In 2005, the Village of Lawrence (Village) granted permission to Bais Medrash of Harborview Synagogue (Medrash) to construct a synagogue on three contiguous lots. As part of its approval, Medrash entered a Declaration of Restrictive Covenants, prohibiting weekday services and vehicle traffic on Fridays and Saturdays with the exception of certain Jewish holidays that fell during the week.
Medrash later sought permission to raze an existing structure on one of the lots, merge all three lots, and construct a parking lot. It also sought a slight expansion of the synagogue and removal of the restrictive covenant so that it could conduct weekday services. The Village’s Board of Zoning Appeals (BZA) granted a variance to expand the synagogue and granted a temporary conditional use permit that removed the weekday service restriction for a one-year “trial period.” The trial period would begin once the Village Board of Trustees granted Medrash’s petition to restrict on-street parking during certain religious services and classes.
Unhappy with the BZA’s decision, Bonnie Septimus, a near-by property owner appealed the decision pursuant to New York Article 78. On appeal, in Matter of Septimus v Board of Zoning Appeals for the Inc. Vil. of Lawrence, 2015 NY Slip Op 25424 (Dec. 16, 2015), the court found that Spetimus had no standing to challenge the BZA’s authority to issue a temporary conditional use permit, because only Medrash could be arguably injured by its temporary nature. Next, the court found the BZA’s decision was not arbitrary and capricious and the BZA was not required to find a change in neighborhood circumstances before issuing a decision different from its 2005 Medrash decision.

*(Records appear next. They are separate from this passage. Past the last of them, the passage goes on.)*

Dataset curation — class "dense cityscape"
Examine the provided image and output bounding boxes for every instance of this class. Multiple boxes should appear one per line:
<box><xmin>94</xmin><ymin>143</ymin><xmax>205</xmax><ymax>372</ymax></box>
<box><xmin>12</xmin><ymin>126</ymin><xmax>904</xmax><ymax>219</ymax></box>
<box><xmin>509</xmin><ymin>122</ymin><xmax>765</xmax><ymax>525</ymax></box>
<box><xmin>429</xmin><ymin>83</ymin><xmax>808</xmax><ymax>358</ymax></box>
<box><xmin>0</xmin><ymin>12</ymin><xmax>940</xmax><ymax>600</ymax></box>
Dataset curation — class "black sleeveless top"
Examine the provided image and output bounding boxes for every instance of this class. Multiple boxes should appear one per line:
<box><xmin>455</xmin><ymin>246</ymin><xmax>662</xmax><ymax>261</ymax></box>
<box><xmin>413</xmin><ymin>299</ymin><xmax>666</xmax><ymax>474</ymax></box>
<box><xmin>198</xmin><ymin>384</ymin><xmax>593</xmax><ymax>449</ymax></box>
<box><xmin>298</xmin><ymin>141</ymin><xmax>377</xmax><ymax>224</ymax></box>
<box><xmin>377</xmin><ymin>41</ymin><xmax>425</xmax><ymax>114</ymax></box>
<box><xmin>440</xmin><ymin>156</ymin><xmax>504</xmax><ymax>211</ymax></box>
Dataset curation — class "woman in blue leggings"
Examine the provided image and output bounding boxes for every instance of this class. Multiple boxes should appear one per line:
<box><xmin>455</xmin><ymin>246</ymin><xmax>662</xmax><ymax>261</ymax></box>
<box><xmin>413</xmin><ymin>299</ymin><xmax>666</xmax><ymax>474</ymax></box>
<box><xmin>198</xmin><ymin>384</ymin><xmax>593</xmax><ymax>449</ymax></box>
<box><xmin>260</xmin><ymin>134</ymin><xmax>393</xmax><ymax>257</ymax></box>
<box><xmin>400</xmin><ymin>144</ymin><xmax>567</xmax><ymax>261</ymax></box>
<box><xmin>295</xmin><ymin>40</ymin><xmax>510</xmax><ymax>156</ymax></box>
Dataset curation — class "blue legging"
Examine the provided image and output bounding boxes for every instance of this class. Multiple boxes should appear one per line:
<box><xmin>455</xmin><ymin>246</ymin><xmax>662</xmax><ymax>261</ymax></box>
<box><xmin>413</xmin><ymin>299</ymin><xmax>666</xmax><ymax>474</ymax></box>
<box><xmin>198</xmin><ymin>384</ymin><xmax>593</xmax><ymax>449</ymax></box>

Additionally, the court recognized that religious applicants are afforded special treatment under New York law when they seek to expand in residential areas, subject to reasonable control by a local zoning authority. The court also stated “the fact that the prior determination of the BZA prohibited opening the synagogue for weekday services, undisputedly of importance to Orthodox Jewish practitioners, raises the potential application of the federal Religious Land Use and Institutionalized Persons Act of 2000 (“RLUIPA”) (42 USC §§ 2000cc)…. [The] federal statute applies, in that the existing restriction on weekday services is a ‘substantial burden’ on ‘religious exercise’ by a ‘religious assembly….’ The Court … also finds that, for purposes of the instant proceeding and RLUIPA, the BZA ruling is the least restrictive means of furthering a compelling governmental interest, maintaining the integrity of an established residential neighborhood.”